Introjekt
Wenn etwas von außen (von anderen Menschen) in die Seele importiert worden ist (z.B. die Normvorstellung «Jungen weinen nicht!»), kann dies zu einem Introjekt werden. Und zwar dann, wenn der Betreffende diese Norm «verinnerlicht», wenn er sie sich zu eigen macht und nicht mehr als importierten Fremdkörper erkennt und empfindet. Wenn Pia als Kind von ihrer Mutter oft zu hören bekommen hat: «Das kannst du aber noch besser, streng dich an!», dann kann ihr diese Ermahnung derart in Fleisch und Blut übergehen, dass sie fortan von ihr selbst ausgeht. Introjekte können sowohl negativ blockierend als auch positiv unterstützend wirken. Die Zuversicht, die ich bei einer wichtigen Bezugsperson in einer schwierigen Situation erlebt habe, kann als Introjekt in mir wirksam werden.
Im Modell des → Inneren Teams erscheinen Introjekte als Souffleure, die sich mit ihrer Botschaft an das Oberhaupt wenden und so Einfluss auf das innere Bühnengeschehen nehmen, z.B. in Gestalt eines inneren Widersachers, der alles schlechtredet und niedermacht («Deine Entwürfe taugen allenfalls als Schmierpapier – überlass das lieber Menschen, die etwas davon verstehen!»). Solche Stimmen behindern uns bisweilen, besonders wenn sie sich mit befehlender Unabdingbarkeit aufdrängen, der wir uns nur schwer entziehen können.
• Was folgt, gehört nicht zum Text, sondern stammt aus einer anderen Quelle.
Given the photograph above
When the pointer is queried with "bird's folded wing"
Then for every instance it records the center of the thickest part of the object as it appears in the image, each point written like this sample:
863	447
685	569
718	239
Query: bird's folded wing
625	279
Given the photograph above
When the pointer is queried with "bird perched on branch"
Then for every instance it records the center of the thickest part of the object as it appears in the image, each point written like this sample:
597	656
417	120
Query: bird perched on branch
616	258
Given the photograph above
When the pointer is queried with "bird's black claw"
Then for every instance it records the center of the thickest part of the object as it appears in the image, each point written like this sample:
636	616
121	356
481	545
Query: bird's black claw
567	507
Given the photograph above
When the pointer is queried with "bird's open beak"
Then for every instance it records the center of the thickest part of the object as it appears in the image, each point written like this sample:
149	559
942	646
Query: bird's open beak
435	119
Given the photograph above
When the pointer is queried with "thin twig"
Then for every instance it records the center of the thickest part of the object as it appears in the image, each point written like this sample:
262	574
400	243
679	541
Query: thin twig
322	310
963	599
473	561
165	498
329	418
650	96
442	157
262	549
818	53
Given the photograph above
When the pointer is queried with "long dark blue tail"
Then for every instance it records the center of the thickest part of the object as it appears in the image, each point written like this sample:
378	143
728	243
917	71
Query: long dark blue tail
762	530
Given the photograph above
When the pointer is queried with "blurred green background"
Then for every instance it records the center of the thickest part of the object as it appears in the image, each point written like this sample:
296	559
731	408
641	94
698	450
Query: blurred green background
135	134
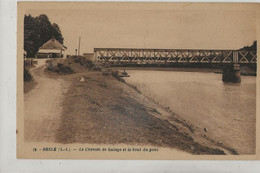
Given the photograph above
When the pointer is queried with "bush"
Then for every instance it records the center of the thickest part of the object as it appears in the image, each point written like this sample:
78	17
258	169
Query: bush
60	68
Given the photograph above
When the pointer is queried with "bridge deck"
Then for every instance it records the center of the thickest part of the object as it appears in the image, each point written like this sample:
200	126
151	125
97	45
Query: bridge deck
128	55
In einem solchen Fall kann es sich lohnen, sich mit diesem Introjekt bewusst auseinanderzusetzen. Der unverdaute Fremdkörper kann dann entweder «abgestoßen», vielleicht langsam durch eine neue Philosophie ersetzt werden (z.B. «Schön, wenn ein ganzer Mann berührbar ist!»). Oder aber er kann durch bewusste Aneignung und Anverwandlung («So stimmt es für mich!») zu einem bewussten Teil meiner selbst werden, getreu dem Satz von Goethe: «Was du erbst von deinen Vätern, erwirb es, um es zu besitzen!» (s. Abb. 39).